In summary, workforce shortages in the US continue to hamper the US Navy’s efforts to increase its own submarine production rate to a level where it can maintain sufficient boats of its own in the water, let alone provide up to five Virginia class nuclear-powered submarines (SSN) to Australia.
A $4.5 billion cash injection from Australia is designed to help improve this, but it’s not terribly clear what throwing money at the problem will do, and it’s certainly not a switch that can just be flicked.
A similar investment by Australia in the UK’s nuclear submarine supply chain over the next six years is meant to allow Rolls-Royce to develop and increase production of a new nuclear reactor, which the UK’s and Australia’s SSN-AUKUS boats will use.
But a small glimmer of hope for Australia’s Virginia class ambitions popped up last week in the form of a near-decade delay to the US Navy’s nascent program to build a next-generation submarine to follow the Virginia program.
Dubbed SSN(X), funding for that program has been deferred from 2035 to at least the early 2040s, which means Virginia boats will need to remain in service and will likely be in production longer.
Like the US, Australia is currently experiencing low rates of unemployment, and many industries, including building and construction, as well as the trades and services sector, are unable to attract sufficient staff.
This also applies to Defence which, despite both actively trying to recruit and grow while offering financial incentives and promises of greater family stability to current staff, continues to experience falling personnel numbers.
In order to build Australia’s SSN-AUKUS submarines in Adelaide, the Australian Government is planning to grow a workforce of some 5500 people while investing billions in a new shipyard.
Manufacturing work on the submarines isn’t expected to commence for another decade and a half, but money has already been poured into land acquisition for the shipyard and into educational institutions to develop the required courses and trades.
In the meantime, Australia’s building and construction industry is massively short of workers. With older tradies retiring, younger people are not replacing them at anywhere near the rate required to sustain the industry, let alone to build the 1.2 million additional homes the government says we need over the next decade.
Immigration can address some shortfalls, but immigrants and their families also need homes. Additionally, even those immigrants with trades may find their qualifications aren’t recognised here.
Immigration also won’t solve the submarine workforce issue, as those coming from many countries are unlikely to gain the security clearance necessary to work on the boats.
I’m not an economist, but I can’t help but wonder that, instead of trying to grow 5500 workers for a niche program that will generate little in the way of revenue going back into the economy, why not spend that money growing tradies who will build more housing, or become the childcare and aged care workers the country so desperately needs?
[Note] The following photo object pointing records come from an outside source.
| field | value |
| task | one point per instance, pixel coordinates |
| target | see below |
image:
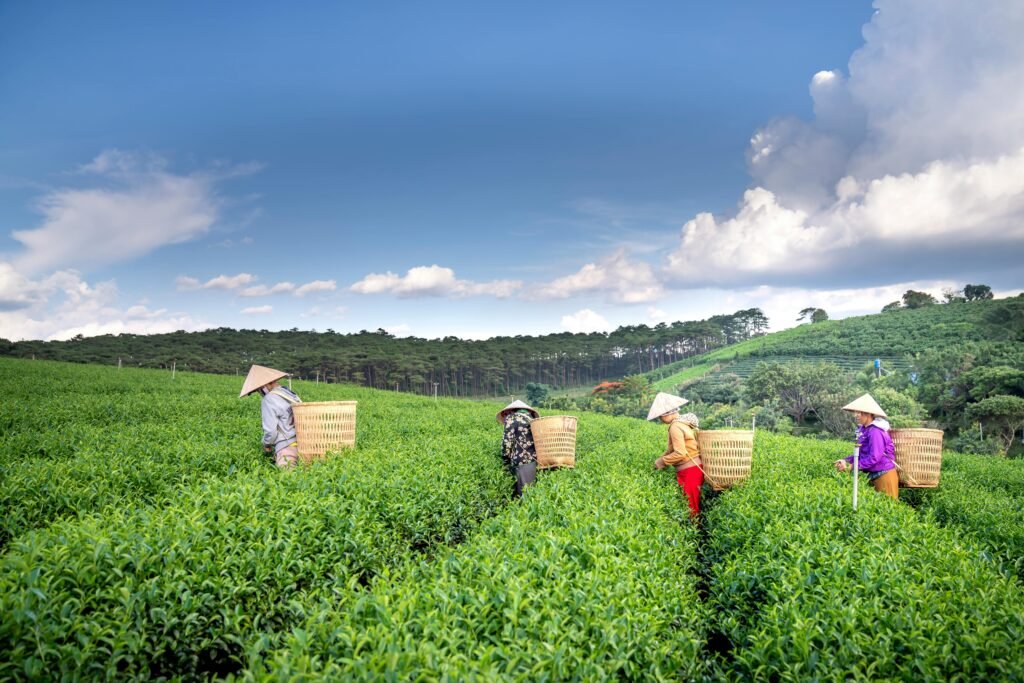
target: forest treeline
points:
(452, 367)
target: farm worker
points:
(682, 452)
(279, 422)
(517, 443)
(878, 456)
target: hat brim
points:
(504, 414)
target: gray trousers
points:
(524, 475)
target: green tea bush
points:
(804, 589)
(982, 497)
(179, 588)
(591, 577)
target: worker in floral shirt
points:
(517, 443)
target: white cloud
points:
(619, 278)
(432, 281)
(16, 291)
(62, 305)
(242, 284)
(133, 205)
(316, 286)
(962, 207)
(656, 314)
(185, 284)
(229, 282)
(263, 290)
(585, 321)
(912, 165)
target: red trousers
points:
(690, 480)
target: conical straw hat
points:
(259, 376)
(515, 406)
(865, 404)
(665, 402)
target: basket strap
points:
(707, 476)
(908, 475)
(279, 392)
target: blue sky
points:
(469, 169)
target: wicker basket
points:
(919, 457)
(554, 438)
(726, 456)
(323, 427)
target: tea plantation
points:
(145, 537)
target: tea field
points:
(145, 537)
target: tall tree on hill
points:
(1004, 415)
(949, 295)
(913, 299)
(813, 314)
(977, 292)
(800, 388)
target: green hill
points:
(894, 337)
(146, 538)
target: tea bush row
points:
(804, 589)
(178, 589)
(78, 438)
(591, 577)
(982, 497)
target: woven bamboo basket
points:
(554, 438)
(322, 427)
(919, 457)
(726, 456)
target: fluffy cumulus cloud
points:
(119, 207)
(912, 165)
(585, 321)
(433, 281)
(62, 304)
(617, 278)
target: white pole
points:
(856, 468)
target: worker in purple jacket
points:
(877, 456)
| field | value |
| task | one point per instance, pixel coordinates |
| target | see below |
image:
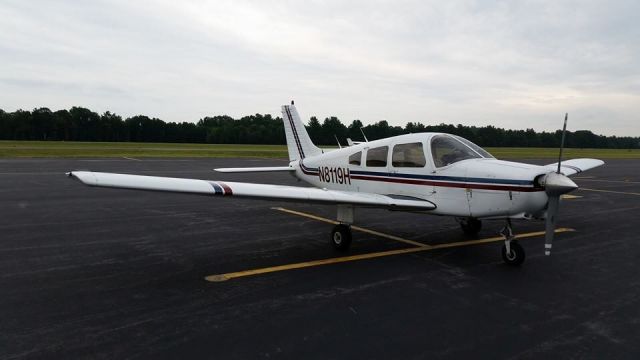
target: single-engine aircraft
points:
(430, 173)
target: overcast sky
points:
(506, 63)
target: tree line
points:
(81, 124)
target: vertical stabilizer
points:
(299, 143)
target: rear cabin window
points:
(355, 158)
(446, 150)
(408, 155)
(377, 157)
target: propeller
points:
(555, 185)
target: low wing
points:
(574, 166)
(257, 169)
(256, 191)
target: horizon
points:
(513, 66)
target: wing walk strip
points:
(418, 247)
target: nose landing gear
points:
(341, 237)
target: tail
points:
(299, 143)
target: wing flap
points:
(249, 190)
(574, 166)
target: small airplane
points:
(430, 173)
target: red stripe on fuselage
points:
(447, 184)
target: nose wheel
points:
(512, 252)
(341, 237)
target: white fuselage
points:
(480, 187)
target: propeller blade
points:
(557, 184)
(550, 224)
(554, 185)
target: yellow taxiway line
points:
(611, 191)
(417, 248)
(570, 197)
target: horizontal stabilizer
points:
(249, 190)
(574, 166)
(256, 169)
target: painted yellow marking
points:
(353, 227)
(570, 197)
(611, 191)
(306, 264)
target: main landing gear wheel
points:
(516, 256)
(512, 252)
(471, 226)
(341, 237)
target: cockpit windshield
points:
(484, 153)
(447, 150)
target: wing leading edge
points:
(249, 190)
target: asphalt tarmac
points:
(105, 273)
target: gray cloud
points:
(510, 64)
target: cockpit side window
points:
(356, 158)
(447, 150)
(377, 157)
(408, 155)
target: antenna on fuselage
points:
(338, 141)
(564, 131)
(365, 136)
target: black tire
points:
(341, 237)
(516, 258)
(471, 226)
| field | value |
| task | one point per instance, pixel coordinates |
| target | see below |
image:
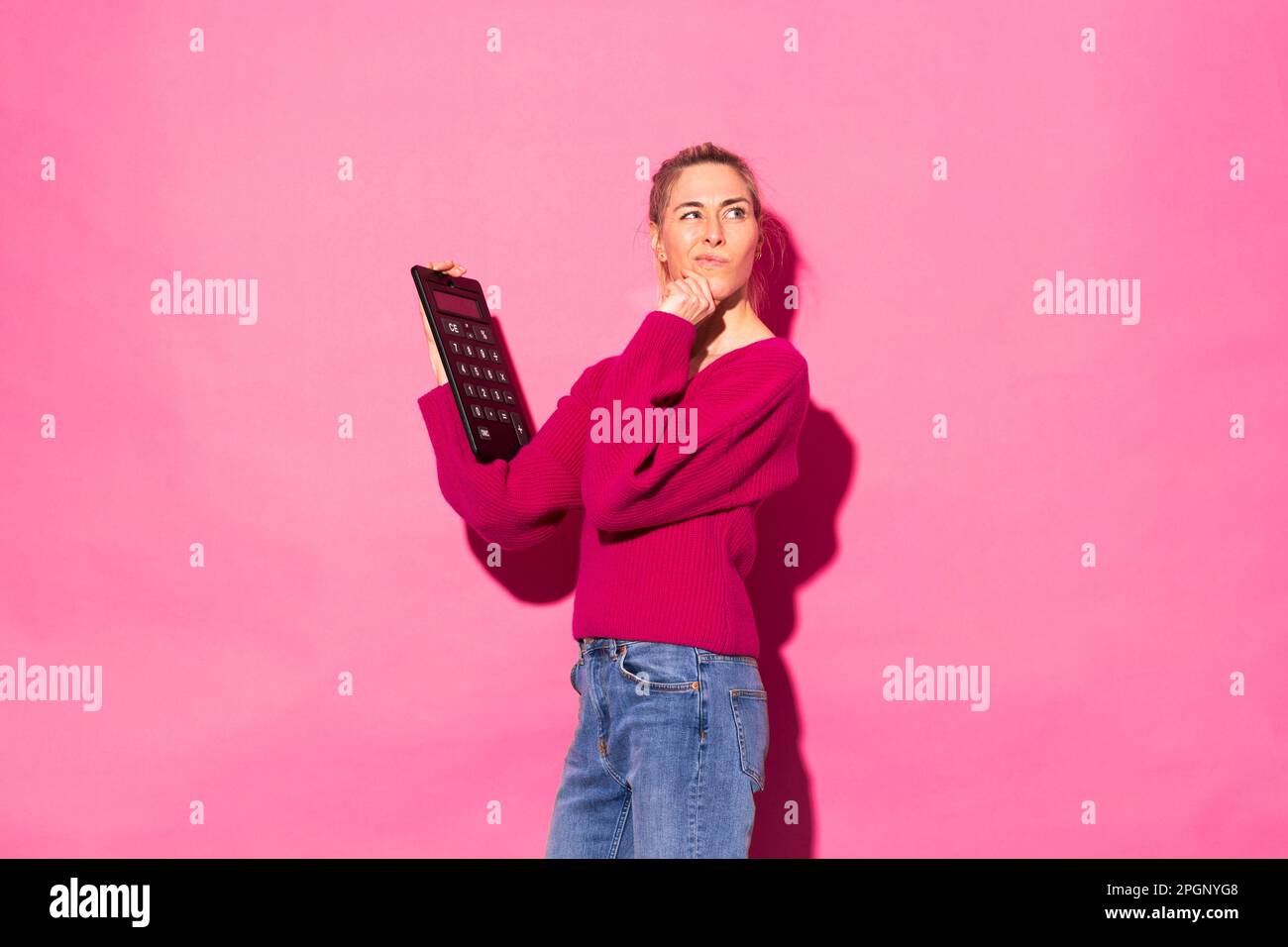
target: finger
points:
(703, 287)
(699, 289)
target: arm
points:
(520, 501)
(747, 432)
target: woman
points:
(673, 728)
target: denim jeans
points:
(669, 751)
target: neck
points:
(733, 318)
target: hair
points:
(664, 182)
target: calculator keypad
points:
(481, 379)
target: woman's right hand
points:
(690, 296)
(451, 268)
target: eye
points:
(741, 210)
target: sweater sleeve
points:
(743, 445)
(515, 502)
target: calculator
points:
(478, 368)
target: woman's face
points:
(709, 215)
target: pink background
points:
(327, 556)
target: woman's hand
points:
(690, 298)
(451, 268)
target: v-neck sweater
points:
(669, 535)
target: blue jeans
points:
(669, 751)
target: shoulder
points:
(780, 364)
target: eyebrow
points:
(698, 204)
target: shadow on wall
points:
(804, 514)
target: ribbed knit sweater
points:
(669, 536)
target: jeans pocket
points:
(658, 667)
(751, 720)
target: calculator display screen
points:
(456, 305)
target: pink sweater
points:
(669, 535)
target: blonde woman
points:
(673, 727)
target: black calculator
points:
(478, 368)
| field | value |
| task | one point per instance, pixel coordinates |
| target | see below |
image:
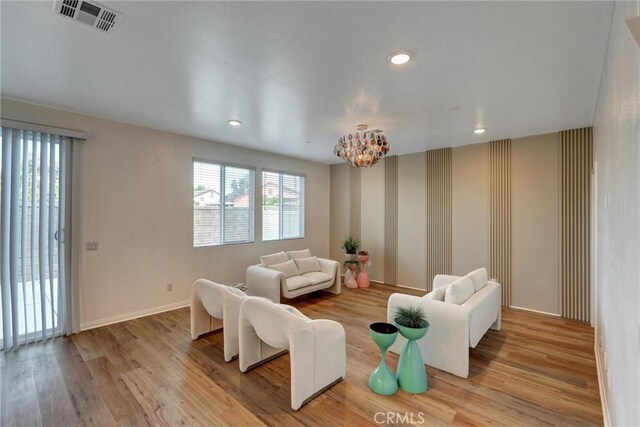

Most of the submarine program’s money will be spent on labour and systems, with a large proportion heading offshore, never to return.
Conversely, investing in builders, tradies and service sector workers will enable them to build homes and businesses, and to feed and care for their fellow Australians. And the revenue from the things they build, the companies they establish, the people they employ and the services they provide will stay mostly in Australia.
SSN-AUKUS is still very risky. Its design is years from being finalised, and its planned reactor is still being tested. The three to five Virginias Australia will ostensibly receive from 2032 are designed to de-risk our SSN-AUKUS plans because Virginia is an existing successful, proven and in-service design.
Anyway, back to the US Navy’s SSN(X) woes … the fact it will be investing in and building more Virginia class boats gives Australia an ‘out’ of its SSN-AUKUS ambitions.
Rather than building the boats in Adelaide, the government would likely not find it difficult to sell the idea of buying six more Virginias off-the-shelf from the US and instead invest the $200 billion and the associated workforce allocated for SSN-AUKUS in far more productive sectors of the economy.